Скажи, кому из наших обезличившихся космополитов-гуманистов есть дело до собственно русского? Товарищ Сталин, хоть и был он, не спорю, и тиран и кровопийца, большой мудростью обладал и суть болезни этой понимал правильно. И русский народ он любил, это факт. Мне сам Молотов об этом говорил: „Немцы Россией управляли, но народ русский не любили, а Сталин — любил!“. Потому, когда уже совсем за горло взяли и терпежу никакого не было, подтянул таки вожжи. Да вот беда, не успел дело до конца справить. Не дали. Перепугались соратнички — большевистское сучье продажное, и Вячеслав Михайлович Молотов в их числе.

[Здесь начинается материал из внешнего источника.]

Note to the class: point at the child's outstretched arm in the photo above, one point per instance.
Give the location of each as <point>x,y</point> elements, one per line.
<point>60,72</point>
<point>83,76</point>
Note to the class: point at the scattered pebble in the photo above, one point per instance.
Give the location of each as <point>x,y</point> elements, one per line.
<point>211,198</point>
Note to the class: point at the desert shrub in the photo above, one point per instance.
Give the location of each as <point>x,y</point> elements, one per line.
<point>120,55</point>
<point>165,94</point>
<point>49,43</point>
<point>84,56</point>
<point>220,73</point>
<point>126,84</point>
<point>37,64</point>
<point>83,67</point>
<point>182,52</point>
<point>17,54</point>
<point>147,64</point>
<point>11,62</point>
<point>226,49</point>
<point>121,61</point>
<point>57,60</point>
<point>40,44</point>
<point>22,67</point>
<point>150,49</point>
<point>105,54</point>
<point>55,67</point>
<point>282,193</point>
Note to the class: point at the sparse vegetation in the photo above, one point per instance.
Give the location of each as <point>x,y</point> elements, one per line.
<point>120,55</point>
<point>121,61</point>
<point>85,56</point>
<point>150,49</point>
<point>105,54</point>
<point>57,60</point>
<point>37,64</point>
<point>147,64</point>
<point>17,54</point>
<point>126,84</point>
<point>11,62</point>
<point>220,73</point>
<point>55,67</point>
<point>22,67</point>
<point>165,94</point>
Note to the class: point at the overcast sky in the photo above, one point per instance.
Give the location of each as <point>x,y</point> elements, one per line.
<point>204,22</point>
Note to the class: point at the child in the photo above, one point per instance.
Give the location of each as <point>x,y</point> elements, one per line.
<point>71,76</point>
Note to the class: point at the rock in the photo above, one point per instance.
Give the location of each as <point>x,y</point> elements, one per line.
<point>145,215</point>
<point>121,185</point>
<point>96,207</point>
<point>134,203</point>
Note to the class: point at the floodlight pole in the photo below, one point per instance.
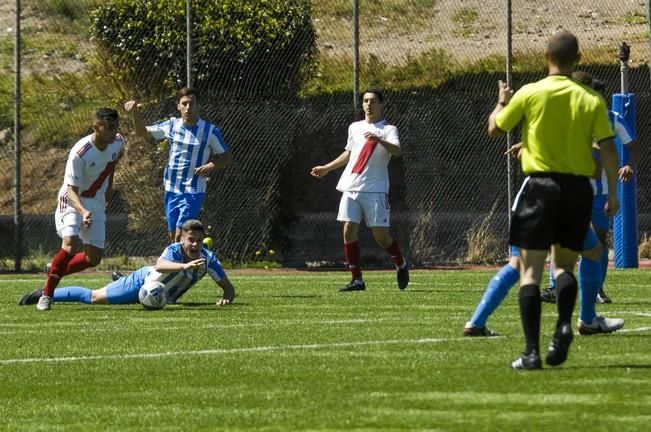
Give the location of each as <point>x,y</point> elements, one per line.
<point>18,217</point>
<point>188,39</point>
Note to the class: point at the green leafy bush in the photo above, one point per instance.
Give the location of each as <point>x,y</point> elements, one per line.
<point>243,47</point>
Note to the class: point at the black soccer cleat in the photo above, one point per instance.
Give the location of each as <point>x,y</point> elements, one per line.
<point>528,362</point>
<point>560,345</point>
<point>354,285</point>
<point>548,295</point>
<point>402,275</point>
<point>31,298</point>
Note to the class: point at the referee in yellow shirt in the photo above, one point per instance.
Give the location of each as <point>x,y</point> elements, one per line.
<point>560,119</point>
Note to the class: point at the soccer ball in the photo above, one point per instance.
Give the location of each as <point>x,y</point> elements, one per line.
<point>152,295</point>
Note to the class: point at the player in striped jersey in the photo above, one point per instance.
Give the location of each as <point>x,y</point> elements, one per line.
<point>193,144</point>
<point>365,187</point>
<point>180,267</point>
<point>81,209</point>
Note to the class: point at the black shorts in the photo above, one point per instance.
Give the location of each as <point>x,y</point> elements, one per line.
<point>551,208</point>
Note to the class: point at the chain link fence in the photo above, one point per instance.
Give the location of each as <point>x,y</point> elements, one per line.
<point>437,60</point>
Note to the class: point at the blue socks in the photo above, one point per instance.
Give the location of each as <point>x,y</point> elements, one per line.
<point>495,292</point>
<point>73,294</point>
<point>590,278</point>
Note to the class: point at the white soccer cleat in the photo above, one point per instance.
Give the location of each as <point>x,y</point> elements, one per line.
<point>44,303</point>
<point>600,325</point>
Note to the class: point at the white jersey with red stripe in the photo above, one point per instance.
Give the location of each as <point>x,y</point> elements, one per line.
<point>374,175</point>
<point>89,169</point>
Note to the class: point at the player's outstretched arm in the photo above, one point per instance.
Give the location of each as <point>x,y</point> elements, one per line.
<point>229,292</point>
<point>322,170</point>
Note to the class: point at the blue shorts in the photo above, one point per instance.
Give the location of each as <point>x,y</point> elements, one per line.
<point>125,290</point>
<point>599,218</point>
<point>589,242</point>
<point>179,207</point>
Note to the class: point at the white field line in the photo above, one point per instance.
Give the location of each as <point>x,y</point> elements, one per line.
<point>266,348</point>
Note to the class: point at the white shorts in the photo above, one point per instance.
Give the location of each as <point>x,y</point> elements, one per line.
<point>69,224</point>
<point>372,206</point>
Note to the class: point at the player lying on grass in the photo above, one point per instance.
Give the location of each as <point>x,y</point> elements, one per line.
<point>179,268</point>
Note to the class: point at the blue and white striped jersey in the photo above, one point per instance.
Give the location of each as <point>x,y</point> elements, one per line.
<point>189,148</point>
<point>625,136</point>
<point>177,283</point>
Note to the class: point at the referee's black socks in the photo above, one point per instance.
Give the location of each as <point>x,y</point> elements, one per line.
<point>530,307</point>
<point>566,290</point>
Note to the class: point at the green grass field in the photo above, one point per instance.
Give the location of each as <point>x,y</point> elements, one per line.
<point>294,354</point>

Ведь для них, как ни крути, патриотизм был да и есть лишь низшая, вымирающая стадия развития любви общечеловеческой. Отсюда невиданное по размерам злых следствий для русских и России противоречие: крепкая, подчас даже самоотверженная вера в отвлеченный идеал, и рядом — наивное или упрямо-тупое незнание и пренебрежение действительностью, желание блага своему народу и родине и одновременно полное непонимание, что такое свое, отечественное...

Вот от этих-то противоречий дьявольских и проистекает неопределенность характера, бабий норов товарища Кара-Мурза. Он, словом, сам себя высек, а посему и является потерянным междометием в квадрате. С такой хилой конституцией за державу не постоишь. Здесь непременно должны быть бульдожья хватка, стальная убежденность да упорная борьба.

Кровавая и бескровная, насильственная и мирная, военная и хозяйственная, педагогическая и администраторская... Ну, уж чего-чего, а этого добра у большевиков всегда хватало.

— Хватало да не всегда. Было да сплыло. Потому что прицел оказался кривой, а спохватились поздно. Сам посмотри, что вокруг творится. Большевики деградировали и, можно сказать: „Слава Богу“, но вот вожжи-то они отпустили, а подхватить их некому. А если и есть здоровые силы, которые могли бы подхватить и выправить все, да им не дают. Держат, суки, за горло и не пущают. И несется держава наша в бездну, сердцем чую, не устоит.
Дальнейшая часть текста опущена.